See, the thing about Colleen Wing is, she's so kick-ass, she's surreal. She isn't pseudo feminist, or part-feminist, she's a blazing, untempered feminist—the ideal every woman hopes to be, whether or not she has the physical and emotional strength to try to attain that level of kick-assery.

An instance, in particular, was when she walked into a cage (oh, um, spoiler alert, perhaps?) and beat two meaty muscleball men into quaking piles of mince. The feminist in me watched with the same drooling fervour that one might view a sped-up video that involves a bed of whipped cream being lathered onto a brick of Nutella.

I realised, in that moment, that I wasn't drawn to Colleen because she was attractive, or wildly fit, or incredibly skilled or morally principled.

I was drawn to her because she had incalculable power.

I envied her the ability to break someone's face in anger, to rip a man's arm out of his socket if he so much as tried to touch her inappropriately. As feminists, we're not supposed to talk about these desires. We're supposed to champion equality (which we do) and not zoom the lens in on hate.

But for the record, there is hate, and there is anger—and not for all men, but for the idea that certain men think that they can get away with anything. Don't misunderstand this—we don't all want to beat the living daylights out of men crossing the street. Not in the least.
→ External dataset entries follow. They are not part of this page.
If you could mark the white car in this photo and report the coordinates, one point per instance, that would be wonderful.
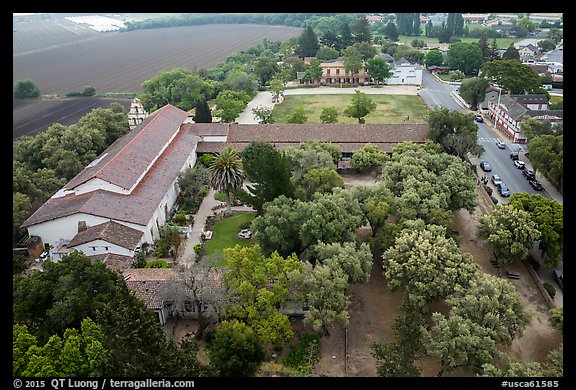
(496, 179)
(519, 164)
(245, 233)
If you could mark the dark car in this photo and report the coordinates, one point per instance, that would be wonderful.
(503, 190)
(559, 275)
(536, 184)
(496, 179)
(485, 166)
(529, 174)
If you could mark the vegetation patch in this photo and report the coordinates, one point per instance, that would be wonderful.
(306, 355)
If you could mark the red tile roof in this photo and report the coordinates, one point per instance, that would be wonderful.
(112, 232)
(114, 261)
(350, 137)
(153, 285)
(125, 160)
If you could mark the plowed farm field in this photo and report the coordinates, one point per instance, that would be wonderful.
(120, 61)
(63, 57)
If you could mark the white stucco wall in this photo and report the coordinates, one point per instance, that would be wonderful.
(65, 228)
(98, 247)
(99, 184)
(213, 138)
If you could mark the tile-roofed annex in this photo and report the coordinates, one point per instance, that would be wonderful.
(112, 232)
(350, 137)
(126, 160)
(114, 261)
(152, 284)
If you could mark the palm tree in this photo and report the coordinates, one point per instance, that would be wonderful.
(227, 173)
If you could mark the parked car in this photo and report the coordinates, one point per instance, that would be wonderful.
(529, 174)
(245, 233)
(503, 190)
(536, 184)
(559, 275)
(496, 179)
(485, 166)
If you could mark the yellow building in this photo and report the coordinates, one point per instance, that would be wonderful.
(333, 72)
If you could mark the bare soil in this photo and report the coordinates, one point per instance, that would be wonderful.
(373, 308)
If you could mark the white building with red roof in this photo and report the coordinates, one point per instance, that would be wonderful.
(133, 184)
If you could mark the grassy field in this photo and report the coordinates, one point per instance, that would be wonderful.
(225, 231)
(502, 43)
(389, 108)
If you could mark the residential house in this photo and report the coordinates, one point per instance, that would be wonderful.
(507, 112)
(373, 18)
(334, 72)
(528, 51)
(405, 73)
(475, 18)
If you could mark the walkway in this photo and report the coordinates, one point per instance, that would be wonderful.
(187, 256)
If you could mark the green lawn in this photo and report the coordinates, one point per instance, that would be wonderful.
(389, 108)
(225, 231)
(502, 43)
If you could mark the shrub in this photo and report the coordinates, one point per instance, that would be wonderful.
(157, 264)
(551, 290)
(220, 197)
(25, 89)
(89, 91)
(162, 247)
(180, 218)
(303, 357)
(139, 260)
(534, 263)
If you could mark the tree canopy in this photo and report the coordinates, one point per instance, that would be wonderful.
(510, 231)
(427, 264)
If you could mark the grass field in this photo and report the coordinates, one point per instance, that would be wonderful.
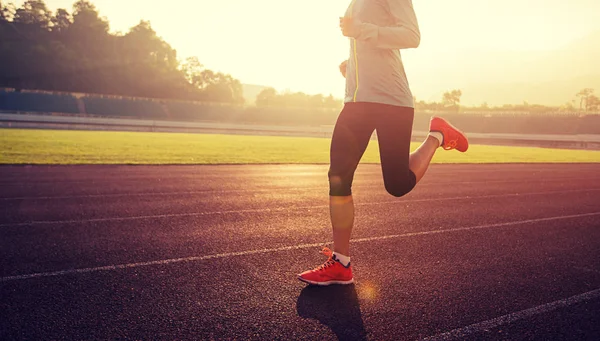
(99, 147)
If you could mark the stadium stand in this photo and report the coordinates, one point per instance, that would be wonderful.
(38, 102)
(123, 107)
(149, 109)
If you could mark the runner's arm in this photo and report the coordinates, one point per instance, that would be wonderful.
(403, 35)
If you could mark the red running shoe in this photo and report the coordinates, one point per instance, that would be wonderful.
(453, 138)
(331, 272)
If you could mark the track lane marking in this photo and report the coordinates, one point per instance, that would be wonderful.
(280, 249)
(279, 209)
(208, 191)
(461, 333)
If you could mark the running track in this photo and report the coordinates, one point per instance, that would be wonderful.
(493, 252)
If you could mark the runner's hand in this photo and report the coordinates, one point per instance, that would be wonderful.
(343, 66)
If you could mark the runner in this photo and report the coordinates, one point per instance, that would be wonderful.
(378, 98)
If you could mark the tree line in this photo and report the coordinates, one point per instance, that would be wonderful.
(585, 101)
(75, 52)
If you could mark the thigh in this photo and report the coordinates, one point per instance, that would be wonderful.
(394, 131)
(350, 139)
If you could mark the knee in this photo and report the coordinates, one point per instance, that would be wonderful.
(401, 187)
(339, 186)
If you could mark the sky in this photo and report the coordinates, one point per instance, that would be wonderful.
(297, 45)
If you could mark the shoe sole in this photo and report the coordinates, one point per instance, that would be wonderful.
(324, 284)
(457, 130)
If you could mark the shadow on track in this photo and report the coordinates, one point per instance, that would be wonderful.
(336, 307)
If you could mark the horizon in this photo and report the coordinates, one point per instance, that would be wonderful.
(281, 52)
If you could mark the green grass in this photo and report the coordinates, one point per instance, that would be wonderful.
(99, 147)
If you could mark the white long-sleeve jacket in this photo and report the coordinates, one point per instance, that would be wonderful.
(375, 72)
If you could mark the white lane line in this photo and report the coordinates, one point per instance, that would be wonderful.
(279, 209)
(461, 333)
(208, 191)
(285, 248)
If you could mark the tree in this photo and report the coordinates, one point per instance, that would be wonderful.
(61, 20)
(33, 12)
(7, 12)
(266, 97)
(65, 52)
(584, 95)
(451, 99)
(87, 21)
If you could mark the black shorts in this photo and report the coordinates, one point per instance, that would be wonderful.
(351, 136)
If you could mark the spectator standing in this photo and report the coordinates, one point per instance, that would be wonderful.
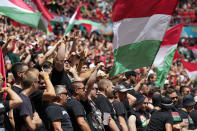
(58, 116)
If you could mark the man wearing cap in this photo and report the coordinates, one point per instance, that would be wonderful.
(188, 106)
(162, 120)
(193, 114)
(139, 117)
(120, 95)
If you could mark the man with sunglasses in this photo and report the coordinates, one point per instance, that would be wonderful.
(61, 120)
(175, 111)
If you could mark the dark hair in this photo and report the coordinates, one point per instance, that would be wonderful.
(74, 86)
(130, 73)
(182, 88)
(166, 103)
(150, 77)
(17, 68)
(169, 91)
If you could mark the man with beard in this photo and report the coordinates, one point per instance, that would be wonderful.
(139, 116)
(102, 102)
(177, 119)
(131, 78)
(75, 106)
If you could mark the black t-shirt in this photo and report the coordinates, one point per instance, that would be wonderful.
(16, 89)
(75, 109)
(193, 115)
(39, 106)
(186, 117)
(106, 107)
(94, 118)
(4, 107)
(120, 109)
(37, 66)
(24, 109)
(141, 119)
(158, 121)
(60, 114)
(60, 78)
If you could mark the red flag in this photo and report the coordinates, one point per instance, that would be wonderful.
(2, 67)
(190, 68)
(176, 55)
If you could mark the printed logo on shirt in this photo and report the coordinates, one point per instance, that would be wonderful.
(1, 105)
(64, 112)
(176, 116)
(143, 120)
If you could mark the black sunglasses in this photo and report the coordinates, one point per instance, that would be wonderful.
(65, 93)
(82, 88)
(3, 79)
(176, 97)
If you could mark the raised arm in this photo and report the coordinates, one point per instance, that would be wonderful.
(49, 92)
(59, 63)
(15, 100)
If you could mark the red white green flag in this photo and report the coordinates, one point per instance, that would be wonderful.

What we want is the ability to turn any man who thinks he can—and often does—cross the line with us, into creamed corn. We want the expertise, strength and agility she has to be f*cking invincible. We want to be able to walk in looking we couldn't hurt a fly, and then burn some goddamn metal.

And while legs day at the gym makes my muscles hurt all the way into Saturday, a girl can dream—and Colleen is that dream.